Batalov 2013-10-01 17:26

Don't worry, Ben, you are not alone.
A significant portion of the people who run GIMPS in high hopes to get the EFF's money one day don't get the EFF's joke. ;-)

bsquared 2013-10-01 17:28

The internet is a poor medium for deadpan.

R.D. Silverman 2013-10-01 18:25

[QUOTE=philmoore;354723]Certainly - can you get it done within three years?[/QUOTE]

:rofl::rofl::rofl:

bsquared 2013-10-01 19:39

As a possible point of interest, [URL="http://www.mersenneforum.org/showpost.php?p=128485&postcount=10"]here[/URL] is a thread from several years ago discussing P-1 testing of F31 and extrapolations to F33.
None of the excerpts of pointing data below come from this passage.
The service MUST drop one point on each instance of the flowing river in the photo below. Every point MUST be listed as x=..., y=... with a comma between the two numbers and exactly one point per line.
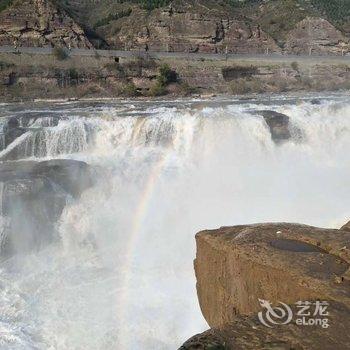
x=119, y=272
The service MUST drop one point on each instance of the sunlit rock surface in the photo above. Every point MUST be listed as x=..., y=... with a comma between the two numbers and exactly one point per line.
x=239, y=267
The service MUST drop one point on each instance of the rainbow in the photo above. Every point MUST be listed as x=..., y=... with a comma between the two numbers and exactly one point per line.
x=139, y=218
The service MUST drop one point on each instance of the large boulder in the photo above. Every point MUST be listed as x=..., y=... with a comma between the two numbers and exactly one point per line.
x=32, y=198
x=243, y=270
x=278, y=124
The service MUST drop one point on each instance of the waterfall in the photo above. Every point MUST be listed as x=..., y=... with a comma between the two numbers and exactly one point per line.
x=121, y=275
philmoore 2013-10-01 20:39

The good news is that the estimated time to do a Pepin test on F33 is down from several millenia over a decade ago to maybe only a century and a half on current hardware! Keep those improvements coming...

henryzz 2013-10-01 21:02

[QUOTE=philmoore;354827]The good news is that the estimated time to do a Pepin test on F33 is down from several millenia over a decade ago to maybe only a century and a half on current hardware! Keep those improvements coming...[/QUOTE]
On how many cores?

philmoore 2013-10-01 21:31

[QUOTE=henryzz;354829]On how many cores?[/QUOTE]

I was thinking of some sort of GPU implementation. My estimate is crude - I was just extrapolating from the reported fact that one of newer Titans could LL a 100 million digit candidate in about 2.5 months.

philmoore 2013-10-01 22:10

[QUOTE=ATH;354760]I'm at work so can't read the whole thing, but this seems to be the paper by Lehmer:

[URL="http://www.ams.org/journals/mcom/1974-28-126/S0025-5718-1974-0342458-5/S0025-5718-1974-0342458-5.pdf"]http://www.ams.org/journals/mcom/1974-28-126/S0025-5718-1974-0342458-5/S0025-5718-1974-0342458-5.pdf[/URL][/QUOTE]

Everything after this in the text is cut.